Я кивнула. Это я понимала. Как ни старайся, а тот, кто может управлять ламией, может играть со мной в ментальные игры целый день, а я об этом и знать не буду. Сколько из моей веры и добрых пожеланий настоящие, а сколько созданы Оливером?

— Я вас отвезу обратно.

— Да, пожалуйста.

И мы уехали. Я впервые в жизни встретила ламию, а также самое старое из живых существ в мире. Красный, мать его так, день в календаре.

31

Я отпирала свою дверь, а за ней звонил телефон.
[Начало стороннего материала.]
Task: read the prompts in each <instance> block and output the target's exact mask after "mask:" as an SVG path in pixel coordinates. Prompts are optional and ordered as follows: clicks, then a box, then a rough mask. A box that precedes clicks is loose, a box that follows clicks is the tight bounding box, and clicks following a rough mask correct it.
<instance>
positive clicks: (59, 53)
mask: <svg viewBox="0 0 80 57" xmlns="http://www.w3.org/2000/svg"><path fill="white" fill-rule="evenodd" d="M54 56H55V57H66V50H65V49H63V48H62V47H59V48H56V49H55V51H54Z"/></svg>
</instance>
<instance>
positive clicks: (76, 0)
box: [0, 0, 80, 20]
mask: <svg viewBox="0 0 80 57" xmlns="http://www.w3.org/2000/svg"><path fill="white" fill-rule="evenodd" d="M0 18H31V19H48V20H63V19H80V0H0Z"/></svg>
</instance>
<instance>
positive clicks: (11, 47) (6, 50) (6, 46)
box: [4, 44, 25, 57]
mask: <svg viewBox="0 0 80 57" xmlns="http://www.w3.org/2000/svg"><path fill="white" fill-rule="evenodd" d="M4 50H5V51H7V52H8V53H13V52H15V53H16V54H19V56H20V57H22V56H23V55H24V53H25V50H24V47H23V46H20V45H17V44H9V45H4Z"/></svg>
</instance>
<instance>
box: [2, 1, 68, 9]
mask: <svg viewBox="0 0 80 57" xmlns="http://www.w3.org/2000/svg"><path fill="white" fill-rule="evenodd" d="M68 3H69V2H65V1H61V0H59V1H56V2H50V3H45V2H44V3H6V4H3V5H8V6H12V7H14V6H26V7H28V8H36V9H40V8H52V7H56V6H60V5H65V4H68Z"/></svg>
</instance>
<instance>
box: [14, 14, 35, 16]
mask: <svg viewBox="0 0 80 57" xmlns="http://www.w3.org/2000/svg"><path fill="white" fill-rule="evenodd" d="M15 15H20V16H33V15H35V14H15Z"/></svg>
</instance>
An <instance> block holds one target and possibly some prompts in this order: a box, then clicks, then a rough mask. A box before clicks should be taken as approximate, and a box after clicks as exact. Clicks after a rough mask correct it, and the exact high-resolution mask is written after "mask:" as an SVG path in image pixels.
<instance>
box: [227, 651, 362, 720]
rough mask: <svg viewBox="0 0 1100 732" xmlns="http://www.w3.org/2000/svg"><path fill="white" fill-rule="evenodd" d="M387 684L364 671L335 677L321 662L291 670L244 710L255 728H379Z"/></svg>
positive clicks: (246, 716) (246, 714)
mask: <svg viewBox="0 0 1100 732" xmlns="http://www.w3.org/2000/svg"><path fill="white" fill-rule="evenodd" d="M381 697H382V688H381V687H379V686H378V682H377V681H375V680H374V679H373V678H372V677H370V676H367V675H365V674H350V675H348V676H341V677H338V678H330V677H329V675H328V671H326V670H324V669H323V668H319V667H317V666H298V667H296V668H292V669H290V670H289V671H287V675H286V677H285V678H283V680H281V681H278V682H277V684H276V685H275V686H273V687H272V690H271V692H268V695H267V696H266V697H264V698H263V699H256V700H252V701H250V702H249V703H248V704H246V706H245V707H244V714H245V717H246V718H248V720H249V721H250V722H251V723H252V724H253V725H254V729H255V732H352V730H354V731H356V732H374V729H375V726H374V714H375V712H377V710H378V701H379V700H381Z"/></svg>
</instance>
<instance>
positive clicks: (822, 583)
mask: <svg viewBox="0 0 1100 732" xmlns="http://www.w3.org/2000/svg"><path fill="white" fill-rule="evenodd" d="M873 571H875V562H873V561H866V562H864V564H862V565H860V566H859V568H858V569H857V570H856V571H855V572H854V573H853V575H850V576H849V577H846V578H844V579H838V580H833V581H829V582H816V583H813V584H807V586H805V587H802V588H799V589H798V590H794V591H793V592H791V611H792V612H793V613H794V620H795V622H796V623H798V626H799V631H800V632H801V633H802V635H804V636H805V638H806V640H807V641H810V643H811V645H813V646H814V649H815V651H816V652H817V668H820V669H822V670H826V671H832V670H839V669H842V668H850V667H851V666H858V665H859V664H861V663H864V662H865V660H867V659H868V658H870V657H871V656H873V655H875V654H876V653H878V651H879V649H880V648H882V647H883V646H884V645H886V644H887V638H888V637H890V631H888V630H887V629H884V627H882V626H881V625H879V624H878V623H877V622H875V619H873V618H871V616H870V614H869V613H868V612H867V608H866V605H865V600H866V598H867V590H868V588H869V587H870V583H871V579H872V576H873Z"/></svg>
Пихнув дверь плечом, я успела подскочить на пятом звонке и чуть не заорала:

— Алло!

— Анита?

Это была Ронни.

— Да, я.

— Ты вроде запыхалась?

— Пришлось бежать к телефону. Что случилось?

— Я вспомнила, откуда я знаю Кэла Руперта.

Мне понадобилась минута, чтобы вспомнить, о ком это она. О первой жертве вампиров. Я на секундочку забыла, что идет расследование убийства. Мне стало стыдно.

— Рассказывай, Ронни.

— Я в прошлом году делала одну работу для некоторой адвокатской конторы. Один из сотрудников специализировался по составлению завещаний.

— Я знаю, что Руперт оставил завещание. Поэтому я имела право проткнуть его колом без ордера на казнь.

— А ты знаешь, что Реба Бейкер составила завещание у того же адвоката?

— А кто такая Реба Бейкер?

— Может быть, вторая жертва.

У меня стеснило грудь. След, настоящий, живой след.

— Почему ты так думаешь?

— Реба Бейкер молодая, блондинка, и она пропустила встречу. По телефону не отвечает. Ей звонили на работу, и там ее уже второй день нет.

— Столько времени прошло после ее смерти, — сказала я.

— Именно.

— Позвони сержанту Рудольфу Сторру. Расскажи ему то, что сейчас рассказала мне. Назови мое имя, чтобы тебя с ним соединили.

— А ты не хочешь, чтобы сначала мы сами это проверили?

— Ни за что в жизни. Это дело полиции. Они его умеют делать. Пусть отрабатывают свою зарплату.

— Ну, с тобой не повеселишься.

— Ронни, позвони Дольфу. Отдай это полиции. Я видела вампиров, которые убили этих людей. Не надо нам изображать из себя мишень.